François Bayrou – Il y a une phrase d’une grande philosophe, Hanna Arendt, que je mets en ouverture du livre : « La vérité est le sol sur lequel nous nous tenons et le ciel qui s’étend au dessus de nous ». Il y a plein d’opinions, mais cela fait vingt ans en France que l’on ouvre des yeux stupéfaits et estomaqués sur cette réalité bizarre et dramatique, qui est que nous ne pouvons faire aucune des réformes qui sont exigées et réalisées par à peu près tous les pays de notre niveau qui nous entourent. Cette question me tracasse depuis longtemps. J’en suis venu à l’idée que la raison pour laquelle l’accord, qui est nécessaire pour que les réformes se fassent, est impossible parce que one s’entend sur aucun des piliers de la réalité du pays. Chaque élection, présidentielle et législatives, donne en réalité la prime aux démagogues les plus acharnés.

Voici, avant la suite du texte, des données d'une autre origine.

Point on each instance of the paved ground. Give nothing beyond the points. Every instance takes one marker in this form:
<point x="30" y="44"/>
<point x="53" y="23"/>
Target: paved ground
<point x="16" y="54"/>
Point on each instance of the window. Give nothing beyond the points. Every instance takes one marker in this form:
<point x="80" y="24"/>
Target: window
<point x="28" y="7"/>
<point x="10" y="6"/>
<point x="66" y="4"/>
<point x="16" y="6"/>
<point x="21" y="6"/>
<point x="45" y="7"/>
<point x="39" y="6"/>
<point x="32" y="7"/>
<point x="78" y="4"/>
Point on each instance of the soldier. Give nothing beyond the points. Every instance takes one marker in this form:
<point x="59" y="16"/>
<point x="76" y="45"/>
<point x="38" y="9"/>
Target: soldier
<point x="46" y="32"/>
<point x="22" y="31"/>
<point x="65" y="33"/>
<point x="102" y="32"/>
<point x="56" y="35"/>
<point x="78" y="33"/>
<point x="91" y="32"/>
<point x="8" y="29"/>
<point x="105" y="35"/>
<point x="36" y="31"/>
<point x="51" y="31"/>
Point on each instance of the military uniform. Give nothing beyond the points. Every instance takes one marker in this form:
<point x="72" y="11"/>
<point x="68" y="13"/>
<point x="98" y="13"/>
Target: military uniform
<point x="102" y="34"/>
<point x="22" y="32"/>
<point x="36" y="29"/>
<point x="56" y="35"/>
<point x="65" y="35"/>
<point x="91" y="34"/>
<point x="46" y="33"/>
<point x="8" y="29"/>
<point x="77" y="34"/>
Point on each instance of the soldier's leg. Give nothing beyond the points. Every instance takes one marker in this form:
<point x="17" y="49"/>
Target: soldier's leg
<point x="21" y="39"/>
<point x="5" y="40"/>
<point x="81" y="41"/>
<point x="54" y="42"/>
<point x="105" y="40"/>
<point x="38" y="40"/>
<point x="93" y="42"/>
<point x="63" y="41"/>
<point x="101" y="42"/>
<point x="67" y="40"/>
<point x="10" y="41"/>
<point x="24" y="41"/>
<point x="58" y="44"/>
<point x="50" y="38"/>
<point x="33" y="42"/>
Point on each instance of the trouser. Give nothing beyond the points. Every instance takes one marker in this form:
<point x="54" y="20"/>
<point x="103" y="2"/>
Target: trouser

Vous écrivez « À chaque élection, pour ne prendre que ces vingt dernières années, les candidats promettent tout en sachant que la situation ne leur permettra pas d’honorer leurs promesses ». Vous dites que la politique aujourd’hui, c’est de la séduction ?

C’est la séduction, les illusions et l’applaudissement général autour de ceux qui les cultivent. Présidentielle et législatives, ces séquences tous les cinq ans, c’est tout ou rien : vous avez tout le pouvoir ou vous n’en avez pas du tout. Et même, dans un certain nombre de cas, vous êtes totalement exclu de la représentation ! L’extrême gauche, l’extrême droite et le centre – des gens qui ne s’aiment pas spontanément entre eux – ont fait près de 40% des voix aux trois dernières présidentielles et totalisent moins de 1% des députés. Qu’ont fait ces 40% là, pour ne pas être représentés comme les autres ? Ce sont des citoyens de seconde zone ? De sous-citoyens ? Nous sommes le seul pays où la représentation est ainsi réservé aux courants majoritaires, qui fait qu’aucun autre courant ne peut se faire entendre, sauf les deux voies qui disent tous à peu près la même chose. Voilà pourquoi nous sommes privés de la conscience élémentaire, qui fait que les peuples soutiennent les changements nécessaires pour eux.

Je reviens sur la tromperie des différents candidats. Vous écrivez « Quand c’est le bateau qui est en perdition », car vous considérez que notre pays est en perdition…

Non, ce n’est pas moi qui considère. Demandez-leur, tout autour de vous, c’est eux qui vivent la perdition du pays, nous tous citoyens français. On est dans une catastrophe, dans un crash au ralenti. On ne respecte aucune des promesses qui ont été faites, et de très loin ! Dans la dernière présidentielle, Nicolas Sarkozy et François Hollande promettaient tous les deux une croissance de 2%. Vous voyez ce qu’il en est, nous allons avoir 0%. Et je suis certain qu’ils le savaient. L’un était au pouvoir, l’autre armé d’experts, ils savaient exactement où nous en étions. Ils ont une part de responsabilité, le système et le peuple aussi.